Hal itu disampaikan Muzakkir saat penutupan Leadership Training Kepala Sekolah Batch ke-22 di Aula Lobi Lantai 2, Gedung Pusat Dakwah Hidayatullah, Jakarta, Jumat malam (28/08/2026).
Pelatihan bertema “Kepemimpinan Manhaji: Profetik dan Profesional” tersebut diikuti 29 kepala sekolah dari berbagai wilayah Indonesia.
Muzakkir mencontohkan salah satu aktivitas peserta berupa pembuatan video kesan dan pesan. Menurutnya, tugas tersebut tidak hanya melatih kreativitas, tetapi juga kemampuan berpikir dan public speaking.
“Pelatihan HI itu tidak hanya delapan jam di kelas. Semua aktivitas bermuatan leadership training,” ujar Muzakkir.
Ia menjelaskan, kepemimpinan kepala sekolah Hidayatullah harus diarahkan pada visi besar pendidikan, yakni melahirkan insan Rabbani yang memiliki pemahaman agama sekaligus kompetensi untuk mengelola urusan kehidupan.
Karena itu, kepala sekolah perlu mampu memetakan kondisi sekolah saat ini, mulai dari pembelajaran, kurikulum, sumber daya manusia hingga profesionalisme. Dari pemetaan tersebut, kepala sekolah kemudian menyusun perencanaan dan intervensi untuk mencapai visi pendidikan yang ditetapkan.
Muzakkir juga mengingatkan agar keterbatasan fasilitas dan finansial tidak menjadi alasan bagi sekolah untuk berhenti berkembang.
“Jangan bandingkan dengan infrastruktur, jangan bandingkan dengan finansial. Lalu mengatakan sekolah kita ini miskin fasilitas, kemudian tidak ada finansial support, sehingga kita tidak bisa melahirkan insan Rabbani,” katanya.


Menurutnya, pengalaman dari sejumlah lembaga pendidikan menunjukkan bahwa sekolah dengan fasilitas terbatas tetap dapat melahirkan prestasi apabila memiliki visi, kreativitas, dan pengelolaan yang tepat.
Karena itu, kegiatan benchmarking selama pelatihan diharapkan memberikan wawasan kepada peserta untuk melihat berbagai model pengelolaan pendidikan dan mengambil pelajaran yang relevan untuk diterapkan di sekolah masing-masing.

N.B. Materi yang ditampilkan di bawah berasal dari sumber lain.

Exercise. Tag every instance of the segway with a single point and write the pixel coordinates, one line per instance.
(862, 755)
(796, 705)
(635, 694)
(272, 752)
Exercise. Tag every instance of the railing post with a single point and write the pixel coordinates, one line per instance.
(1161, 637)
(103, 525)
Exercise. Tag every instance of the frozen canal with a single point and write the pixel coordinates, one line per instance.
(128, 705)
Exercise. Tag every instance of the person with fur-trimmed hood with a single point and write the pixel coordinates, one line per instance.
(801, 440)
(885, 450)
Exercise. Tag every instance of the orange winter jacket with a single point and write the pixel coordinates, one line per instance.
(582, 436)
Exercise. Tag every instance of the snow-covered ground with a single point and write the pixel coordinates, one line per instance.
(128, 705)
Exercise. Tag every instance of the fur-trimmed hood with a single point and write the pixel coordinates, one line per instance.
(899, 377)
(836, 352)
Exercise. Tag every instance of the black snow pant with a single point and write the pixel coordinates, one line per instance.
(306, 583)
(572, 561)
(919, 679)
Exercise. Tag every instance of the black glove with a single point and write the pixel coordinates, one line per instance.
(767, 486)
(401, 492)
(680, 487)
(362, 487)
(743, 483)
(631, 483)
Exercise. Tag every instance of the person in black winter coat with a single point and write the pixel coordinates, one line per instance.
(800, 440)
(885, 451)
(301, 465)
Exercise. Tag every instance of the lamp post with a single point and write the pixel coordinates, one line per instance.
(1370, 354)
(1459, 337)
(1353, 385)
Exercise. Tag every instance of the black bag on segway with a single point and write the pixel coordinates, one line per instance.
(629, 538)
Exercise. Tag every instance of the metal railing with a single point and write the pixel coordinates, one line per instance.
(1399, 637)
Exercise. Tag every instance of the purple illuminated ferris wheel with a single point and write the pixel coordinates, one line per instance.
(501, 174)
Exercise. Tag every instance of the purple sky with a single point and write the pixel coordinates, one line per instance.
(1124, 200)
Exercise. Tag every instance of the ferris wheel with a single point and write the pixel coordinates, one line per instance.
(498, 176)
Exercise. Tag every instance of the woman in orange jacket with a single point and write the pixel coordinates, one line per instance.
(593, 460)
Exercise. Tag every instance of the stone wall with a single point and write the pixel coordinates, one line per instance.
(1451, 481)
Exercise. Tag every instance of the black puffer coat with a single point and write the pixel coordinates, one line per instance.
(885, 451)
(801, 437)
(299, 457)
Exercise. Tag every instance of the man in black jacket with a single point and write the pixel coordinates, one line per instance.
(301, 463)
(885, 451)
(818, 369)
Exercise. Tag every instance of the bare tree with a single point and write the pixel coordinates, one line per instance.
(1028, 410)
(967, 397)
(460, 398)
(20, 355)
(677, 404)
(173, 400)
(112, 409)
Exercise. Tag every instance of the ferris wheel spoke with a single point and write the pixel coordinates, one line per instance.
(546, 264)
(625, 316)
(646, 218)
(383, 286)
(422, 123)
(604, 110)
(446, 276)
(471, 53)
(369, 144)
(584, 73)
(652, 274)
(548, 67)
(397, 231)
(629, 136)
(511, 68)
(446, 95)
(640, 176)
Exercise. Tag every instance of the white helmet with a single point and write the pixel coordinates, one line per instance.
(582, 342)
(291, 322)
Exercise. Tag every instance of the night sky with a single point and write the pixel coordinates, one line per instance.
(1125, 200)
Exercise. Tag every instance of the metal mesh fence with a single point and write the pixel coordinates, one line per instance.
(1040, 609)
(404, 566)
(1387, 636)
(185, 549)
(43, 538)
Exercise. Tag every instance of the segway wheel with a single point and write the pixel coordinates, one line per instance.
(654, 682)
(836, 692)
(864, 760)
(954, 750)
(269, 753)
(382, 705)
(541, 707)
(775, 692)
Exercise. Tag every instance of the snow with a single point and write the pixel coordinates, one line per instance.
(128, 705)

Muzakkir menyebut Leadership Training Kepala Sekolah Batch ke-22 merupakan bagian dari kesinambungan program Hidayatullah Institute dalam memperkuat kapasitas kepemimpinan pendidikan. Kegiatan ini menjadi angkatan keenam pelatihan kepala sekolah pada periode kepengurusan saat ini dan angkatan ke-22 dalam perjalanan Hidayatullah Institute.
Ia berharap para peserta tidak berhenti pada pengalaman selama lima hari pelatihan, tetapi mampu menerjemahkan berbagai wawasan yang diperoleh menjadi langkah nyata dalam mengembangkan sekolah.
“Selamat sekali lagi mendapatkan banyak hal. Terima kasih semua kawan-kawan dan mohon maaf atas segala kekhilafan,” tutup Muzakkir.